Netanyahu has accused Hamas of making demands that contradicted the deal brokered by President Biden, though he did not specify what those demands were.
Hamas has dropped its demand that Israel commit ahead of time to a permanent cease-fire, but the Associated Press reported that the group still wants written guarantees that negotiations will continue until a permanent cease-fire is reached.
Nine months into Israel’s war on Gaza, Palestinians continue to suffer a grinding cycle of airstrikes, the pulling of charred bodies from rubble, hospitals overwhelmed with the dead and injured, and fresh rounds of destruction.
More than 80% of Gaza’s 2.3 million people have been displaced, many repeatedly as the Israeli military returned with renewed operations into parts of the enclave it had previously cleared.
On Friday, United Nations Secretary-General António Guterres said that Palestinians were being forced “to move like human pinballs across a landscape of destruction and death.”
“The extreme level of fighting and devastation is incomprehensible and inexcusable — and the level of chaos is affecting every Palestinian in Gaza and all those desperately trying to get aid to them,” Guterres said during a donor’s conference.
“Just when we thought it couldn’t get any worse in Gaza — somehow, appallingly, civilians are being pushed into ever deeper circles of hell.”
On Friday, video from an NBC News crew on the ground captured the aftermath after Israeli troops withdrew from Tel Al-Hawa, an industrial neighborhood in west Gaza City.
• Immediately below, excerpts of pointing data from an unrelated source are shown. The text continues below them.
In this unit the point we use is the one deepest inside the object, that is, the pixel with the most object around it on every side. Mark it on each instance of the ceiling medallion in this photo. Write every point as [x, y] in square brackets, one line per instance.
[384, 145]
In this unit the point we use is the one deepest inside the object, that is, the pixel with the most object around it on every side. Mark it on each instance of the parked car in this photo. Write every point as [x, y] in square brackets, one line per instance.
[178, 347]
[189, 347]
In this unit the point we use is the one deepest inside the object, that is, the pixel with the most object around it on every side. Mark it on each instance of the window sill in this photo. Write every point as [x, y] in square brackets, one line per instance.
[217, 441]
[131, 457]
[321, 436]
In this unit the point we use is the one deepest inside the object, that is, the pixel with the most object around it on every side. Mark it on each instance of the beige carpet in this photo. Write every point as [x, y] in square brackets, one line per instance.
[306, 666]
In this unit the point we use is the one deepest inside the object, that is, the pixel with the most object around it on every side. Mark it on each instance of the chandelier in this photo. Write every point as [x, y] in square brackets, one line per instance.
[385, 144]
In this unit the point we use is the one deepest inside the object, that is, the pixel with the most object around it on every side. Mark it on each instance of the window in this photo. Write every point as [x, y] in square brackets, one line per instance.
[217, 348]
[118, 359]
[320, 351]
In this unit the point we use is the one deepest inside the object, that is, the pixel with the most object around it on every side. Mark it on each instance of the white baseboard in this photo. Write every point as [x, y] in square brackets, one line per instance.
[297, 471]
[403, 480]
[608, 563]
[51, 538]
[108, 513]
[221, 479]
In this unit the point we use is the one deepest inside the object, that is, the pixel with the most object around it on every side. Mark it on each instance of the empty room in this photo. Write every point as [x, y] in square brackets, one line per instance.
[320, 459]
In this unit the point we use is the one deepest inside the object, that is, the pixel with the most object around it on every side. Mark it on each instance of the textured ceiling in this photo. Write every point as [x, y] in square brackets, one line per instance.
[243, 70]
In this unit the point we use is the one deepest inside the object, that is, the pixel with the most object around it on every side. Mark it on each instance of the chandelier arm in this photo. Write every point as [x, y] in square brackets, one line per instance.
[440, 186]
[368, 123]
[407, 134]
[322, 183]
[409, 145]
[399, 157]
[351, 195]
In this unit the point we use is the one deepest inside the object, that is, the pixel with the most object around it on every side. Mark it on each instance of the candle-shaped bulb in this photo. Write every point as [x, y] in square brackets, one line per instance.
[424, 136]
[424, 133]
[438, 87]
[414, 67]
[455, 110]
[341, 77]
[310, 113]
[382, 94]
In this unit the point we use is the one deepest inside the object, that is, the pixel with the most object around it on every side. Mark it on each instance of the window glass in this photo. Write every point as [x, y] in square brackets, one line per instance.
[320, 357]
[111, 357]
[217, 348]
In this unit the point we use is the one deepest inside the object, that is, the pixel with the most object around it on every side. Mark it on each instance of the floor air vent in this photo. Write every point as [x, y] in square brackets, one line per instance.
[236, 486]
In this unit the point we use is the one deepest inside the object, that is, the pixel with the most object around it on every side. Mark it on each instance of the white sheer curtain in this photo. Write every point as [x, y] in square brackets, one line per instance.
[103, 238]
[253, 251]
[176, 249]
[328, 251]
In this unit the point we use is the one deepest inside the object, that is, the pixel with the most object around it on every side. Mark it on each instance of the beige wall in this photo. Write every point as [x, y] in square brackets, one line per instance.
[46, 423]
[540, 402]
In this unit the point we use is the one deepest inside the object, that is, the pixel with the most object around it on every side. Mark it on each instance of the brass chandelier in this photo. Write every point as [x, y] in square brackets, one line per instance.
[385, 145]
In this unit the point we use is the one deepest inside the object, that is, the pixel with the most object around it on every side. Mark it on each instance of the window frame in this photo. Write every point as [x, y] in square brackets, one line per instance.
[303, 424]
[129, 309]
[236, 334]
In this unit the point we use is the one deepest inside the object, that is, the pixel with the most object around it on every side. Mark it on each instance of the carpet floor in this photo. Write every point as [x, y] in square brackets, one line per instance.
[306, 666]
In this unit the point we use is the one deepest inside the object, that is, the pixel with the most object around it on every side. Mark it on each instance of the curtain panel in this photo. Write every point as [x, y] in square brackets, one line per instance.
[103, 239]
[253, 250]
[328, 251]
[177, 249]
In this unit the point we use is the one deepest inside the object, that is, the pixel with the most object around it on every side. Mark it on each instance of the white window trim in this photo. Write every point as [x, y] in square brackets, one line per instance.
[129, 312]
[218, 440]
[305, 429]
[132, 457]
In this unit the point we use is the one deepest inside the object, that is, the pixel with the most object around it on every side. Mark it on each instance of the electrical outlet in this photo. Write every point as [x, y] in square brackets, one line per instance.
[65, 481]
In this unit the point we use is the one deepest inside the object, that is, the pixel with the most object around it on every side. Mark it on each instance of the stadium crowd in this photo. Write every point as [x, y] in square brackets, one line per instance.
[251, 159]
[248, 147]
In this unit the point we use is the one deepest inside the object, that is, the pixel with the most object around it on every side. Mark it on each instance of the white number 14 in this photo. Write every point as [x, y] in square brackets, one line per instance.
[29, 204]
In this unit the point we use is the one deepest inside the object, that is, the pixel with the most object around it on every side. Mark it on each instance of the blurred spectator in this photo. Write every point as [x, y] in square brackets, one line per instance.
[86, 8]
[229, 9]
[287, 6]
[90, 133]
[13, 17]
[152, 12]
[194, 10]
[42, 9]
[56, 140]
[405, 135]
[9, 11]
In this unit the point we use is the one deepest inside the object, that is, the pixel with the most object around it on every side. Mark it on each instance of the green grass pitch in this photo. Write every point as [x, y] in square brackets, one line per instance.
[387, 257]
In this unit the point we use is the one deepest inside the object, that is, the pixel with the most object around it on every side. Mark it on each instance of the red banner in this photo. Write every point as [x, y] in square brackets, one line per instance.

The tall towers that the area was famous for have been reduced to rubble, while houses are charred, burned and demolished. Emergency workers say they found 20 bodies while sifting through the rubble, burned inside their homes.
“First, we were displaced to Shuja’iyya, Elsaa, and El Tuffah and then we came to the industrial zone,” Moussa Atia Eldahdouh, who spent 20 days in Tel Al-Hawa before the attack, told NBC.
“They attacked us, and suddenly, at 2 a.m., everyone was fleeing. They saw the tanks, saw the aviation, so they all fled. The airplanes began to strike; what can we do? We either live or die.”